ANOC - Key talents employers consider

The hidden ingredient to look for in your next Employer

What is the most important thing to look for when you’re weighing up which companies you should apply to for your next career move? Is it the compensation on offer? The office environment? The working culture?
​Perhaps, if you have an eye on building your career, you might look beyond the things you’ll experience personally and look at the strength of the company itself – its market share, profitability, brand reputation.
All these things are important, and a conversation with an expert recruitment consultant can help you to navigate your options. However there’s also one other factor which you should look for, yet few people do.
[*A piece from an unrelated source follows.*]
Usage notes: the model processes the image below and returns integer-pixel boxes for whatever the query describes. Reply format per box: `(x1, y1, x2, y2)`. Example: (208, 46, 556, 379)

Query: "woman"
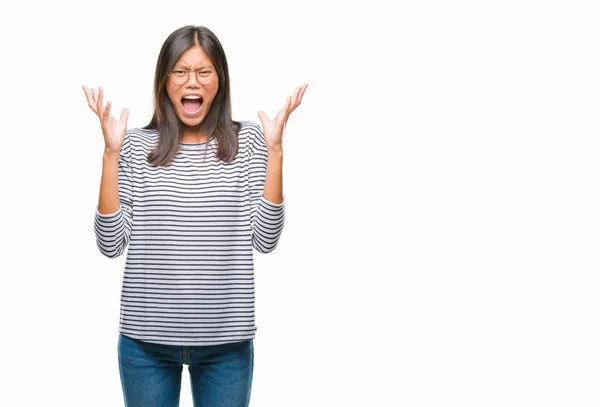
(83, 25, 307, 407)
Innovation – it matters for everyone
The hidden ingredient is a company’s commitment to innovation. If you work in R&D or business strategy, this is an obvious attraction – the chance to build or steer something new – but it’s something that everyone should consider and look for in a potential employer, whether you work in accounting, sales or anything else.
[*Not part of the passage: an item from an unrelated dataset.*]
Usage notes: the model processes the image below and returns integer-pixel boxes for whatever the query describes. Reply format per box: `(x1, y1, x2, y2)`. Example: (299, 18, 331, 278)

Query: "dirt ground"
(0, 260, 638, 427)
1. Innovation predicts a company’s future
The pace of change and disruption within almost all industries continues to accelerate, driven by technologies such as Artificial Intelligence and the Internet of Things. Even the strongest companies of today could find themselves as the Kodak of tomorrow if they fail to embrace innovation, with implications for all their employees.
2. The benefits spread widely
Even if you aren’t directly involved in innovation efforts at a company, they can make it easier to succeed in your own role (for example in sales, it is easier to close a deal with a product which is kept ahead of the competition). Innovation will also add interest and variety to your work (for example giving a finance team the fresh challenge of forecasting revenues for a new product line.)
3. It isn’t just about new products
The most successful companies recognise that innovation isn’t just about development teams, or customer-facing products and services, but that it’s an engine for improvement throughout an organisation. The opportunity to change things for the better matters for every job, whether you work in HR, marketing or customer services.
4. An opportunity to build your CV
To succeed in an interview, the ability to tell a compelling story about your experiences is critical, and stories about innovation are some of the strongest. When we play a role in creating something new, it becomes much easier to talk about the difference we personally made and the impact on the business, in contrast to simply overseeing something someone else set up.
5. Good innovation is built on strong culture
Many of the cultural attributes which are important for innovation are the same attributes that make for a great place to work – honesty and transparency, collegiate organisations, a sense of purpose and ambition.

Signs of Commitment
So, if you believe innovation is important, is it as simple as finding companies who talk about innovation being at their core? Unfortunately, in a world where so many companies aspire to be the new Apple, Google or Amazon, claims of commitment to innovation are everywhere, and “Proudly Stagnant”. The real evidence of innovation is not in what a business says, but rather what it does, so here are some signs to look for:

1. Clear processes
Despite the romantic notion of innovation as a mixture of art and chaos, in a business setting supporting processes are needed. Look for a clear picture of how ideas are collected, prioritised, tested and rolled out.
2. No ivory towers
Innovation is exciting, and some companies will have roles dedicated to it, with the result that innovative work can sometimes be (physically or culturally) walled off from the rest of the organisation. While time spent on innovation will certainly vary across the organisation, it should be everyone’s business to make a contribution
3. Customer closeness
One of the greatest stimuli for innovation in a business is input from customers. This doesn’t mean that customers should design new products (Henry Ford’s once said “if I had asked people what they wanted, they would have said faster horses”). However, understanding customer needs is key (a car is a good response to “what are the drawbacks of horses?”). Look for signs of customer feedback reaching all parts of the organisation.
4. Healthy attitudes to failure
“Fail fast, fail often” is a common mantra in Silicon Valley, but in practice can be as unhealthy as refusal to take any risk, if it is used to justify pulling the plug on promising ideas too early, or makes a team less hungry to succeed. The best attitude to failure is somewhere between these two extremes; looking for success, but accepting failure where lessons have been learned, and the right decisions to iterate or stop have been made along the way.
5. Protected investment
All businesses will have good years and leaner years – even a business which is growing consistently will see years where they beat their budget and years where that is tougher. You can learn a lot about how a business values innovation by looking at what happens to R&D spending in leaner years – is it the first thing to be cut to hit the numbers, or is it protected as far as practical?